Subsistence Living in Terminal Land (Part I)
Lately, prompted by some negative experiences with graphics cards and graphics card drivers, I have exploring this question: how much of my daily necessary computing could I get done if I had access to nothing but a terminal interface?
What is a terminal interface?
From the outset, there is the difficult question of what do I mean by terminal interface. Some possible answers:
1) Dumb terminal. No cursor or color control. That means no Emacs or ncurses applications. Scratch this one off the list.
2) Linux virtual console.
3) Terminal emulator running inside a graphical desktop environment (e.g., Gnome Terminal)
Linux Virtual Console
The Linux kernel comes with its own built-in console (terminal) which simulates multiple terminals (virtual consoles) using text buffers.
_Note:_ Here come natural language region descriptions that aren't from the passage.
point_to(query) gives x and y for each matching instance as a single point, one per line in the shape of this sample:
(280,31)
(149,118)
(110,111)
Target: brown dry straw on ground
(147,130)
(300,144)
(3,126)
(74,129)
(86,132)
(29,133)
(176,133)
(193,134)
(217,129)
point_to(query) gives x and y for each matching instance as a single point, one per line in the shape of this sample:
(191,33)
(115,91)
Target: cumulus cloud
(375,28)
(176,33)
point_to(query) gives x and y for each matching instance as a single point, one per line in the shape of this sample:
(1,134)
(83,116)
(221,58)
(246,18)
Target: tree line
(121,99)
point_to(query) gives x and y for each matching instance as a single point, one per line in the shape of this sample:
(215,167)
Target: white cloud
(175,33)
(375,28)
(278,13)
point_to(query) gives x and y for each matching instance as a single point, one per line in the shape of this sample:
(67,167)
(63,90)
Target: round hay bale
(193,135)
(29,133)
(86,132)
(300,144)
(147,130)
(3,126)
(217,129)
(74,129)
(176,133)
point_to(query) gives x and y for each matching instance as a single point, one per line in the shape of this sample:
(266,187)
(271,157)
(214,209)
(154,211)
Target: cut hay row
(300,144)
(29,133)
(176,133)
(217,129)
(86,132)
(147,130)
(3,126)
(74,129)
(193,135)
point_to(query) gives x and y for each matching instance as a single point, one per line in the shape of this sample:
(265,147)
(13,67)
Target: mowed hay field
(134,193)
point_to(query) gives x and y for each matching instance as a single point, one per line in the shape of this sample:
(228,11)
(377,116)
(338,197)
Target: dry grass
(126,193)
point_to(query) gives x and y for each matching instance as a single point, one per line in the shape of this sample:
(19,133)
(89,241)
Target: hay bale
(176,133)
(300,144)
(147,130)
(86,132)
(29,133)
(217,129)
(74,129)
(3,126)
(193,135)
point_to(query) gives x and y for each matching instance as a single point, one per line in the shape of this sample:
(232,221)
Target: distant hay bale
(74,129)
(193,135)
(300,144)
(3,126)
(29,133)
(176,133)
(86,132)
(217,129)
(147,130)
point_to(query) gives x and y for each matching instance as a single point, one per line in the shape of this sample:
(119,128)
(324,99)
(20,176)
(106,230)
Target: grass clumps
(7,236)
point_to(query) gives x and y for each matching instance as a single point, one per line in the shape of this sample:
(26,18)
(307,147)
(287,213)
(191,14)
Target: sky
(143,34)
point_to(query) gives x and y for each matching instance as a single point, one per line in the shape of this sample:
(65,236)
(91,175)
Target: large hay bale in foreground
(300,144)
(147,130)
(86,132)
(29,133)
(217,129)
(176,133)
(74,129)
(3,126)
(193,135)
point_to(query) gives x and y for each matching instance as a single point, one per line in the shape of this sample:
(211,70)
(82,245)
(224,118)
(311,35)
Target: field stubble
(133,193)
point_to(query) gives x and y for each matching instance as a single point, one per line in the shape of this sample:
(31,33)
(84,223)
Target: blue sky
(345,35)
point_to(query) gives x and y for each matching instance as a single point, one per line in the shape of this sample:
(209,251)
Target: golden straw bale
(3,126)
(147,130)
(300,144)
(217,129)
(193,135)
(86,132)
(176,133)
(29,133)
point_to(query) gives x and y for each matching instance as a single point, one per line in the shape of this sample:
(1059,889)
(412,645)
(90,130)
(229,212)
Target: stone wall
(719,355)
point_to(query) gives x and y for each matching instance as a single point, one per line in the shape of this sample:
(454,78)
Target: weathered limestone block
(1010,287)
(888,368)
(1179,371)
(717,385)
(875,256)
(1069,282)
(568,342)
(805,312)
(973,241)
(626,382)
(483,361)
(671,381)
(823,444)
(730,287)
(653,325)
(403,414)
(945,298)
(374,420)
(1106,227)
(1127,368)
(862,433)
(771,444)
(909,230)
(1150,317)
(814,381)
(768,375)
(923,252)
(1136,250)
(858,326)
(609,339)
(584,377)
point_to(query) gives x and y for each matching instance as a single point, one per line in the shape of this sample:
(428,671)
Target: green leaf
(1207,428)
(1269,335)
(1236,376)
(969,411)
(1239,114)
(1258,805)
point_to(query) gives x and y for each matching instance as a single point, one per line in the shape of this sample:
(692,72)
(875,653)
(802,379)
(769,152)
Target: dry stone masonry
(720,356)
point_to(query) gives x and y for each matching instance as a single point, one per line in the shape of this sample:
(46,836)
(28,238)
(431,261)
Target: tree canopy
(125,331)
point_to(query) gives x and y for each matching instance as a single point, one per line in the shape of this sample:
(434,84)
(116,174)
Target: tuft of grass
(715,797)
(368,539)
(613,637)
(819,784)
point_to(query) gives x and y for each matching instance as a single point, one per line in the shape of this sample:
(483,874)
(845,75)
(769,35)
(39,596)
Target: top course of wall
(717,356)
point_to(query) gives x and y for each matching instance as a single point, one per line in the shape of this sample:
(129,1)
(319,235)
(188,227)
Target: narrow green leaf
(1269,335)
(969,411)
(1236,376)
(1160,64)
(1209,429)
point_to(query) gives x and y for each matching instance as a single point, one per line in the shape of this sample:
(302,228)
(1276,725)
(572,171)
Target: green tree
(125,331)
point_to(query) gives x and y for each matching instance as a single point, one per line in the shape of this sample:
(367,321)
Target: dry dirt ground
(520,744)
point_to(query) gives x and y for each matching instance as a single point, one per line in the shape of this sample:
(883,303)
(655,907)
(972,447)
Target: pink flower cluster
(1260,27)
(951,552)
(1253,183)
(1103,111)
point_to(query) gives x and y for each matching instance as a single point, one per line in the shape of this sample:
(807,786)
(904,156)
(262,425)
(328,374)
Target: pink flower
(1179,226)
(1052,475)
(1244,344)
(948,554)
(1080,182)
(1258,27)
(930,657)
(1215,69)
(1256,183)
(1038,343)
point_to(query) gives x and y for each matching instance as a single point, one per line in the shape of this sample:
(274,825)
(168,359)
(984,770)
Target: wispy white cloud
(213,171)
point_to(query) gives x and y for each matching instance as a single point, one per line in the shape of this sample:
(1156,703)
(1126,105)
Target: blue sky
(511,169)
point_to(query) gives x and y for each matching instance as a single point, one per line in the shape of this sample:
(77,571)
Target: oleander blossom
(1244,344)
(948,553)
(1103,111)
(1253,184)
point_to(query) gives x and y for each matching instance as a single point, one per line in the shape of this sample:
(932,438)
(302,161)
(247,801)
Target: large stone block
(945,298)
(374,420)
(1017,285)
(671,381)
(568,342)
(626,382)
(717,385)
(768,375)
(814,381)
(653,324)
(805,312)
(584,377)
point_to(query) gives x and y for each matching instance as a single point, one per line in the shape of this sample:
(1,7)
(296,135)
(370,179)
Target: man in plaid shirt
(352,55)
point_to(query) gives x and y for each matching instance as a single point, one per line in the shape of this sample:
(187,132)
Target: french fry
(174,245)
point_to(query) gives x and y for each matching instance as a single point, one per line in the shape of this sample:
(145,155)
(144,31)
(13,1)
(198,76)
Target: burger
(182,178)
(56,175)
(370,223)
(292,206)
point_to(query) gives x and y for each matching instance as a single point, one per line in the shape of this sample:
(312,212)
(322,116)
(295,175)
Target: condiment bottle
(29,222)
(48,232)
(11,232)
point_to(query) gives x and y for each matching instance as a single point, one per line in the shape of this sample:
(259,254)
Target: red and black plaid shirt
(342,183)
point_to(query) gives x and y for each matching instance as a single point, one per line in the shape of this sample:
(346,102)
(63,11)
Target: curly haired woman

CTRL-ALT-1, CTRL-ALT-2, etc. On x86(-64) architectures, the console is first started in an 80x24 text mode. In this mode, there are no bitmap graphics available, but cursor control is available, so you can run Emacs and the like.
Usually bootup code soon switches these consoles over to framebuffer mode, where you have access to a primitive form of graphics. In this mode, you can run any application that has framebuffer output support, which wonderfully happens to include VLC for viewing photos and videos. A virtual console in framebuffer mode is perhaps cheating, but it seemed like a fun and practical environment to target, anyway.
I ran into a big snag quickly, however: poor Unicode support. I study Biblical Hebrew, so I need to be able to display not only the hebrew letters, but the (vowel) points which combine with them. For example, the Hebrew word for God is...
In the console, you can print out the Hebrew letters (in monospace) but the combining characters get replaced by a generic monospace placeholder. That is no good. There are some different console fonts to explore using "setfont" utility, namely the fonts in the (root)/share/consolefonts directory, but as far as I can tell, even the fonts which claim good Hebrew support have the same problem. Something I explored as well was framebuffer terminals, such as YAFT, but I didn't find a resolution to this specific problem.
So for now I'm back in Gnome Terminal.